A Rubber Board research farm on the outskirts of Guwahati now sports the world’s first genetically modified (GM) rubber plant tailored for the climatic conditions in the Northeast.
The GM rubber has additional copies of the gene MnSOD, or manganese-containing superoxide dismutase, inserted in the plant, which is expected to tide over the severe cold conditions during winter — a major factor affecting the growth of young rubber plants in the region.
The plant was developed at the Kerala-based Rubber Research Institute of India (RRII).
Planting the GM rubber at the research farm at Sarutari off the highway to Meghalaya capital Shillong on June 22, Rubber Board Chairman and Executive Director K.N. Raghavan said the RRII had earlier developed two high-yielding hybrid clones of rubber adapted to the climatic conditions of the Northeast.

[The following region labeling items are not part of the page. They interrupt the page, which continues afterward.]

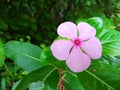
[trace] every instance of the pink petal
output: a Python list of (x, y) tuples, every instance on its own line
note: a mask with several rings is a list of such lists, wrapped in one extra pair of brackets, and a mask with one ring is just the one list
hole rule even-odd
[(57, 40), (51, 45), (53, 55), (59, 60), (67, 59), (73, 44), (68, 40)]
[(79, 47), (74, 47), (66, 61), (68, 67), (73, 72), (86, 70), (90, 65), (90, 58), (81, 52)]
[(57, 33), (62, 37), (73, 39), (77, 37), (77, 26), (72, 22), (64, 22), (58, 26)]
[(88, 23), (80, 22), (78, 24), (79, 37), (82, 40), (87, 40), (96, 35), (96, 30), (94, 27), (90, 26)]
[(83, 42), (81, 48), (92, 59), (98, 59), (102, 54), (102, 45), (99, 39), (93, 37), (86, 42)]

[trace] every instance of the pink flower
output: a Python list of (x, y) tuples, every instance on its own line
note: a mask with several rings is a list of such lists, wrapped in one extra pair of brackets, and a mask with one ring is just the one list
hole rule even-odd
[(66, 64), (73, 72), (86, 70), (90, 59), (98, 59), (102, 54), (101, 42), (95, 37), (96, 30), (88, 23), (64, 22), (57, 28), (57, 33), (65, 38), (53, 42), (52, 54)]

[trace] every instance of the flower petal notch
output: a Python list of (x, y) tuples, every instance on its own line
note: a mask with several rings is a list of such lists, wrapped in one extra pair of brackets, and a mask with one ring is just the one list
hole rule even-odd
[(95, 37), (96, 29), (86, 22), (78, 25), (73, 22), (64, 22), (57, 28), (58, 35), (63, 38), (52, 43), (51, 51), (58, 60), (66, 60), (67, 66), (73, 72), (86, 70), (91, 63), (90, 59), (102, 56), (102, 45)]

“This is the first time any GM crop has been developed exclusively for this region after years of painstaking research in RRII’s biotechnology laboratory,” he said.
Natural rubber is a native of warm humid Amazon forests and is not naturally suited for the colder conditions in the Northeast, which is one of the largest producers of rubber in India.
“Growth of young rubber plants remains suspended during the winter months, which are also characterised by progressive drying of the soil. This is the reason for the long immaturity period of this crop in the region. The MnSOD gene has the ability to protect plants from the adverse effects of severe environmental stresses such as cold and drought,” Dr. Raghavan said.
Laboratory studies conducted at the RRII showed the GM rubber plants overexpressed the MnSOD gene as expected, offering protection to the cells. The plant is thus expected to establish well and grow fast in the region.
Allaying unfounded fears about GM rubber, Dr. Raghavan said the planting had been done at an experimental level following all mandatory biosafety measures applicable to field trials involving GM crops.
There was no risk of genes flowing from the GM rubber into any other native species, a concern often raised by environmental groups against GM plants in general, Rubber Board officials said.